The ingenious and interesting instrument, the spirometer, invented by Dr. Hutchinson, measures the quantity of air expired from the thorax; but while it serves to indicate the total capacity of the chest for air, or for the vital capacity, as it is incorrectly called, it is utterly null, as an index of the capacity of any particular part of the breathing apparatus.

The instruments above referred to measure magnitudes, movements, and capacity, but deviations from the natural configuration of the thorax present themselves, which do not come under the description of magnitudes, movements, or capacity, and which cannot be measured by any of the means above enumerated.
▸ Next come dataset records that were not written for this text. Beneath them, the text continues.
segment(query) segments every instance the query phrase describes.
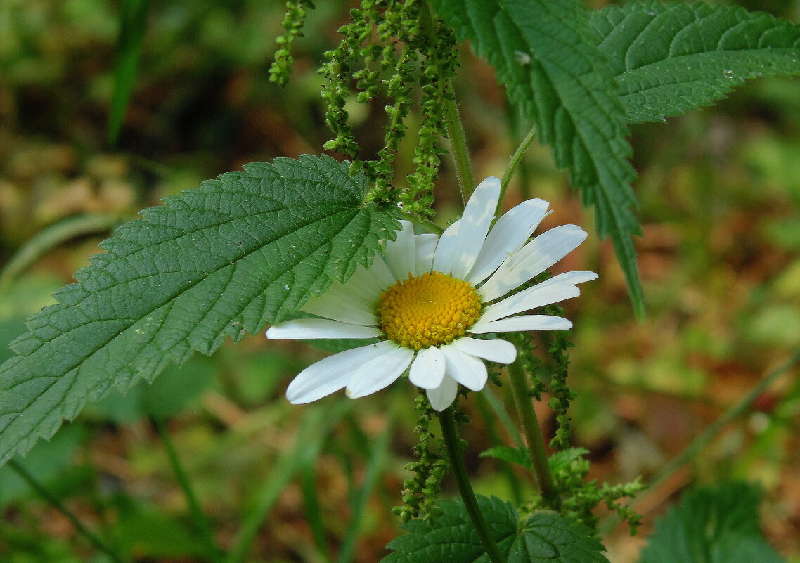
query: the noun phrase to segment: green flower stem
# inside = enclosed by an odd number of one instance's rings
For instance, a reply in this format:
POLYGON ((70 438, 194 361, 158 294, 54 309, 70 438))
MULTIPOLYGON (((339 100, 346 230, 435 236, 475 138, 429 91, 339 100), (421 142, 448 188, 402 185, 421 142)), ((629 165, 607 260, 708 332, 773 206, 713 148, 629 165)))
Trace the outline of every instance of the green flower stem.
POLYGON ((472 164, 470 162, 466 136, 464 134, 464 126, 461 122, 461 115, 458 114, 455 94, 452 94, 453 85, 450 81, 447 81, 445 85, 445 91, 451 93, 451 95, 446 96, 442 101, 442 109, 446 122, 445 129, 450 140, 450 150, 453 153, 453 159, 455 161, 455 175, 458 181, 461 198, 466 206, 475 189, 475 177, 472 174, 472 164))
MULTIPOLYGON (((419 12, 420 26, 432 36, 434 31, 434 15, 430 7, 426 7, 419 12)), ((433 43, 435 42, 432 41, 433 43)), ((455 161, 455 175, 458 182, 458 190, 461 192, 462 202, 466 202, 475 189, 475 177, 472 174, 472 164, 470 162, 470 151, 466 146, 466 135, 464 134, 464 126, 458 114, 458 105, 455 99, 455 90, 453 82, 449 78, 443 81, 442 90, 442 113, 445 117, 445 130, 450 140, 450 151, 455 161)))
POLYGON ((75 528, 75 531, 78 534, 83 536, 92 545, 96 547, 99 551, 108 556, 114 563, 125 563, 125 560, 122 557, 116 552, 110 545, 106 544, 105 541, 100 539, 100 537, 96 535, 94 532, 90 531, 85 525, 81 524, 81 521, 78 519, 78 517, 72 513, 68 508, 64 506, 64 505, 58 498, 54 497, 50 491, 45 489, 42 484, 36 480, 33 475, 31 475, 25 467, 18 463, 16 460, 11 459, 8 461, 8 465, 12 469, 16 472, 16 473, 26 482, 31 489, 36 491, 42 498, 47 501, 53 508, 63 514, 67 520, 72 524, 75 528))
POLYGON ((192 517, 192 523, 194 525, 196 531, 200 534, 200 537, 205 545, 205 555, 212 563, 220 563, 222 561, 222 553, 219 546, 217 545, 217 542, 214 541, 211 525, 209 524, 208 518, 206 517, 202 509, 200 508, 197 495, 194 494, 191 483, 189 482, 189 477, 181 465, 181 460, 178 457, 178 451, 172 442, 170 432, 164 425, 163 421, 153 417, 152 423, 158 433, 158 437, 161 438, 162 442, 164 444, 164 449, 166 450, 166 457, 170 460, 172 472, 175 474, 175 478, 178 480, 181 490, 183 491, 183 496, 186 497, 186 504, 189 505, 189 512, 192 517))
POLYGON ((550 465, 547 463, 547 450, 545 449, 545 441, 542 436, 539 421, 536 417, 536 411, 534 409, 534 403, 528 396, 527 377, 522 366, 517 361, 508 366, 508 372, 511 380, 514 402, 519 413, 522 433, 528 442, 528 451, 534 463, 536 482, 539 485, 545 503, 551 509, 558 510, 561 506, 561 497, 558 496, 550 465))
POLYGON ((486 521, 481 513, 481 509, 478 505, 478 499, 475 498, 472 485, 470 484, 470 477, 467 477, 466 469, 464 467, 464 460, 461 457, 461 445, 458 437, 456 435, 455 423, 453 421, 453 412, 450 407, 439 413, 439 424, 442 426, 442 437, 447 447, 447 454, 450 457, 453 473, 458 483, 461 498, 464 501, 464 506, 466 508, 472 524, 475 526, 475 531, 478 533, 481 545, 486 550, 486 555, 489 556, 492 563, 506 563, 506 558, 500 553, 494 538, 492 537, 489 525, 486 524, 486 521))
POLYGON ((508 168, 506 169, 506 174, 502 175, 502 179, 500 180, 500 199, 498 201, 498 208, 495 210, 495 214, 500 214, 500 204, 502 202, 503 197, 506 195, 506 190, 508 188, 508 184, 511 182, 511 177, 517 170, 517 166, 522 161, 522 155, 525 154, 526 151, 530 147, 530 143, 534 142, 534 137, 536 136, 536 126, 530 128, 528 131, 528 134, 525 136, 522 139, 522 142, 519 144, 517 150, 514 152, 511 156, 511 162, 508 164, 508 168))

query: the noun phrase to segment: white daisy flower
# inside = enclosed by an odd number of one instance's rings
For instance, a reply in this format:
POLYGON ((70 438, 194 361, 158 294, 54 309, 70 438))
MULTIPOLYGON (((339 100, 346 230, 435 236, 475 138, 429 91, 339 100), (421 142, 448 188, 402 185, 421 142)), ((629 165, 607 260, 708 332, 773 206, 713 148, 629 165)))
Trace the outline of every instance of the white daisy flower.
POLYGON ((444 410, 460 383, 479 391, 487 373, 482 360, 510 364, 517 349, 507 341, 470 334, 520 330, 564 330, 566 318, 518 314, 580 294, 576 284, 594 272, 567 272, 500 299, 571 252, 586 238, 562 225, 530 242, 548 214, 549 203, 530 199, 504 214, 490 230, 500 197, 500 180, 481 182, 462 218, 442 234, 414 234, 406 221, 397 239, 334 283, 301 310, 321 318, 286 321, 268 338, 372 338, 380 341, 326 357, 303 369, 286 389, 294 404, 308 403, 345 388, 355 398, 390 385, 406 369, 426 389, 431 406, 444 410))

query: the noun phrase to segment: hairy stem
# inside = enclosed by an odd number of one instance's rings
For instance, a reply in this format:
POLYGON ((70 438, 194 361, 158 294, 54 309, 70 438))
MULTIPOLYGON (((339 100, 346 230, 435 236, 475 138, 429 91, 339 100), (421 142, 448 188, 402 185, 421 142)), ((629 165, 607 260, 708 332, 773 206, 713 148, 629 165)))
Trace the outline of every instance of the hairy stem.
POLYGON ((511 380, 514 402, 519 413, 522 433, 525 434, 525 439, 528 442, 530 459, 534 462, 536 482, 539 485, 545 504, 558 510, 561 506, 561 497, 558 496, 550 465, 547 463, 547 450, 545 449, 545 441, 542 436, 542 429, 536 417, 536 411, 534 409, 534 403, 528 396, 527 377, 518 362, 515 361, 509 365, 508 371, 511 380))
MULTIPOLYGON (((419 23, 426 30, 430 37, 435 34, 434 30, 434 14, 430 7, 426 7, 419 12, 419 23)), ((431 43, 435 44, 431 39, 431 43)), ((434 54, 435 56, 435 53, 434 54)), ((464 134, 464 126, 458 114, 458 104, 455 99, 455 90, 450 78, 442 80, 442 113, 445 118, 445 130, 450 141, 450 152, 455 161, 455 174, 458 182, 458 190, 461 192, 462 203, 466 205, 467 200, 475 189, 475 178, 472 174, 472 164, 470 162, 470 150, 466 146, 466 135, 464 134)))
POLYGON ((31 475, 28 470, 16 460, 11 459, 8 461, 8 465, 14 471, 19 475, 22 479, 26 482, 31 489, 36 491, 42 498, 47 501, 56 510, 63 514, 67 520, 72 524, 75 528, 75 531, 81 536, 83 536, 92 545, 96 547, 98 550, 102 551, 103 553, 108 556, 114 563, 124 563, 124 559, 122 557, 116 552, 110 545, 106 544, 105 541, 100 539, 100 537, 95 534, 94 532, 90 531, 88 528, 81 523, 81 521, 78 519, 72 512, 66 508, 61 501, 53 496, 50 491, 44 488, 42 484, 36 480, 33 475, 31 475))
MULTIPOLYGON (((453 92, 453 86, 450 81, 445 86, 446 90, 453 92)), ((458 114, 458 106, 456 103, 455 94, 446 96, 442 102, 446 124, 445 129, 450 140, 450 150, 453 159, 455 161, 455 174, 458 181, 458 190, 461 198, 466 206, 466 202, 475 189, 475 178, 472 174, 472 164, 470 162, 470 151, 466 146, 466 136, 464 134, 464 126, 458 114)), ((502 198, 501 198, 502 201, 502 198)))
POLYGON ((181 465, 181 460, 178 457, 178 451, 172 442, 170 432, 164 425, 163 421, 154 417, 152 423, 158 433, 162 442, 164 444, 164 448, 166 450, 166 457, 170 460, 172 472, 175 474, 175 478, 178 480, 181 490, 183 491, 183 496, 186 499, 186 504, 189 505, 189 513, 192 517, 192 523, 194 525, 197 533, 200 534, 203 544, 205 544, 206 555, 212 563, 219 563, 222 561, 222 551, 219 546, 217 545, 216 541, 214 541, 211 525, 209 524, 208 518, 206 517, 202 509, 200 508, 197 495, 194 494, 191 483, 189 482, 189 477, 183 469, 183 465, 181 465))
POLYGON ((458 483, 458 491, 461 493, 461 498, 464 501, 464 506, 470 515, 470 520, 475 526, 478 537, 481 541, 481 545, 486 550, 492 563, 506 563, 506 558, 500 553, 494 538, 492 537, 481 509, 478 505, 478 499, 472 490, 472 485, 470 483, 470 477, 467 477, 466 469, 464 467, 464 460, 461 457, 461 446, 458 437, 455 432, 455 423, 453 421, 452 408, 448 407, 439 413, 439 424, 442 425, 442 437, 445 441, 447 447, 447 454, 450 456, 450 465, 453 468, 453 473, 455 475, 456 481, 458 483))
POLYGON ((530 143, 534 142, 534 137, 536 136, 536 127, 531 127, 530 130, 528 131, 528 134, 525 136, 522 139, 522 142, 519 143, 519 146, 517 150, 514 151, 514 154, 511 156, 511 162, 508 163, 508 168, 506 169, 506 173, 502 175, 502 179, 500 181, 500 199, 498 201, 498 208, 495 210, 495 214, 499 214, 500 213, 500 204, 502 202, 503 197, 506 195, 506 190, 508 189, 508 184, 511 182, 511 177, 517 170, 517 166, 522 161, 522 155, 525 154, 526 151, 530 147, 530 143))

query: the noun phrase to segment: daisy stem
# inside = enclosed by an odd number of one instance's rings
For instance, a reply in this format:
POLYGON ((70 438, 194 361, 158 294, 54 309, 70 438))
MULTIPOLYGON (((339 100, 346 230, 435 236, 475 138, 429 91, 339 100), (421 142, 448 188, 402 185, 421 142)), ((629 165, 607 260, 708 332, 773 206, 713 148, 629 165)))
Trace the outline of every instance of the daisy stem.
POLYGON ((447 455, 450 457, 450 464, 453 468, 453 473, 455 480, 458 483, 458 492, 461 493, 461 498, 464 501, 464 507, 470 515, 470 520, 475 526, 478 537, 481 541, 481 545, 486 550, 492 563, 506 563, 506 558, 500 553, 494 538, 492 537, 480 507, 478 505, 478 499, 475 498, 475 493, 472 490, 472 485, 470 483, 470 477, 466 474, 466 469, 464 467, 464 459, 461 457, 461 443, 455 431, 455 423, 453 421, 453 409, 450 407, 445 409, 439 413, 439 425, 442 426, 442 437, 447 448, 447 455))
POLYGON ((506 195, 506 190, 508 188, 509 182, 511 182, 511 177, 514 173, 517 170, 517 166, 522 161, 522 155, 530 147, 530 143, 534 142, 534 137, 536 136, 536 126, 534 126, 528 131, 528 134, 525 136, 522 139, 522 142, 519 143, 519 146, 517 150, 514 151, 514 154, 511 156, 511 162, 508 163, 508 168, 506 169, 506 173, 502 175, 502 178, 500 180, 500 199, 498 200, 498 208, 495 211, 495 214, 500 213, 500 206, 502 203, 503 196, 506 195))
POLYGON ((528 451, 534 463, 536 483, 539 485, 545 503, 550 508, 558 510, 561 506, 561 497, 555 487, 553 473, 550 473, 550 464, 547 462, 547 450, 545 449, 545 441, 542 436, 542 428, 539 426, 536 411, 534 409, 534 403, 528 396, 529 389, 525 370, 518 362, 515 361, 508 366, 508 371, 511 380, 514 402, 519 413, 522 433, 525 434, 526 441, 528 442, 528 451))
POLYGON ((445 91, 450 95, 444 96, 442 101, 442 110, 445 115, 445 129, 450 140, 450 150, 453 160, 455 161, 455 175, 458 181, 458 189, 461 191, 462 203, 465 206, 475 189, 475 178, 472 175, 472 164, 470 162, 470 151, 466 146, 466 136, 464 134, 464 126, 458 114, 458 106, 455 101, 455 93, 453 84, 448 80, 445 85, 445 91))

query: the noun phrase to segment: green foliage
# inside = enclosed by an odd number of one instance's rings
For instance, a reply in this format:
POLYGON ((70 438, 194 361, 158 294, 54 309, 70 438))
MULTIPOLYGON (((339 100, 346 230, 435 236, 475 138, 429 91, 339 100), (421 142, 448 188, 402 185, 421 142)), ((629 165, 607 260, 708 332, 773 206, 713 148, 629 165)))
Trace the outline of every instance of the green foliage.
MULTIPOLYGON (((405 469, 414 475, 405 479, 402 483, 402 506, 396 506, 393 512, 404 522, 423 514, 426 520, 431 520, 438 515, 436 501, 442 491, 442 481, 447 474, 450 464, 430 448, 430 442, 435 435, 430 431, 430 421, 435 411, 430 407, 425 393, 414 400, 418 413, 417 426, 414 431, 418 441, 414 446, 416 460, 406 464, 405 469)), ((441 442, 441 440, 438 441, 441 442)), ((439 444, 438 449, 444 451, 445 446, 439 444)))
POLYGON ((585 205, 595 206, 598 234, 610 236, 637 317, 644 296, 631 235, 636 174, 627 161, 625 112, 598 49, 582 0, 434 0, 459 39, 497 70, 509 99, 534 120, 556 164, 566 168, 585 205))
POLYGON ((481 452, 482 457, 496 457, 503 461, 515 463, 533 471, 534 462, 530 461, 530 454, 525 448, 515 448, 511 445, 495 445, 481 452))
MULTIPOLYGON (((602 545, 591 532, 568 518, 538 512, 524 521, 510 503, 478 496, 478 503, 498 547, 508 563, 603 563, 602 545)), ((386 546, 394 553, 382 563, 467 563, 487 561, 466 509, 460 502, 441 502, 434 522, 420 520, 403 524, 410 533, 386 546)))
POLYGON ((278 49, 275 51, 275 60, 270 67, 270 80, 278 82, 282 86, 289 82, 289 74, 292 71, 294 58, 292 57, 292 43, 295 38, 302 35, 302 28, 306 23, 306 6, 314 9, 314 2, 306 0, 301 2, 287 2, 286 14, 281 24, 286 33, 275 39, 278 49))
POLYGON ((112 145, 116 143, 119 136, 122 118, 130 100, 136 67, 142 54, 149 8, 150 0, 122 0, 120 2, 117 65, 114 75, 114 94, 108 112, 108 138, 112 145))
POLYGON ((112 389, 255 334, 368 265, 398 226, 348 163, 247 165, 123 225, 0 366, 0 461, 112 389))
POLYGON ((683 495, 656 524, 642 563, 780 563, 758 526, 759 489, 722 483, 683 495))
POLYGON ((350 22, 339 29, 344 36, 336 49, 325 54, 320 69, 326 81, 322 98, 327 104, 326 121, 335 137, 325 148, 353 158, 354 170, 363 170, 375 182, 370 198, 397 202, 406 213, 420 218, 433 214, 434 185, 440 156, 446 151, 440 138, 446 137, 442 102, 453 99, 450 79, 457 66, 455 39, 451 30, 431 22, 422 2, 364 0, 350 10, 350 22), (408 174, 408 186, 394 186, 394 156, 406 137, 403 122, 415 105, 412 89, 418 86, 420 123, 417 146, 408 174), (382 148, 374 159, 362 160, 349 123, 346 106, 370 102, 383 93, 386 125, 382 148))
MULTIPOLYGON (((642 517, 620 500, 633 498, 645 485, 639 479, 614 485, 608 483, 599 485, 597 481, 586 481, 589 461, 583 456, 587 453, 589 451, 583 448, 569 448, 554 453, 547 460, 561 497, 561 513, 594 529, 598 523, 594 510, 601 503, 605 503, 610 510, 616 512, 622 520, 628 521, 631 533, 634 533, 642 517)), ((534 469, 530 454, 525 448, 498 445, 482 452, 481 456, 502 459, 531 471, 534 469)), ((531 510, 541 508, 541 499, 534 499, 530 507, 531 510)))
POLYGON ((800 26, 763 12, 634 2, 590 21, 630 122, 708 106, 750 78, 800 74, 800 26))

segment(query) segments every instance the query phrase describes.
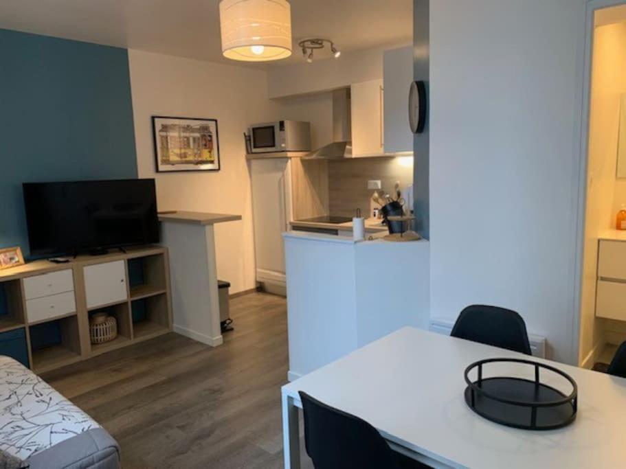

The deviations not so included are of very frequent occurrence, many of them are observed at any early period of disease of the contained organs, and may be made subservient as elements in diagnosis, whether other evidence be more or less complete.

The deviations here referred to relate to the angles and curves formed by the bones composing the chest; by the junction of one bone with another part, and of bones with cartilages. Angles may replace curves, and curves may so alter as to belong to greater or smaller circles or radii than natural. Such deviations from the natural configuration being not at all or very imperfectly gauged by the appliances already described, the goniometer or stetho-goniometer has been introduced for their measurement as an instrument of diagnosis, &c., in diseases of the chest.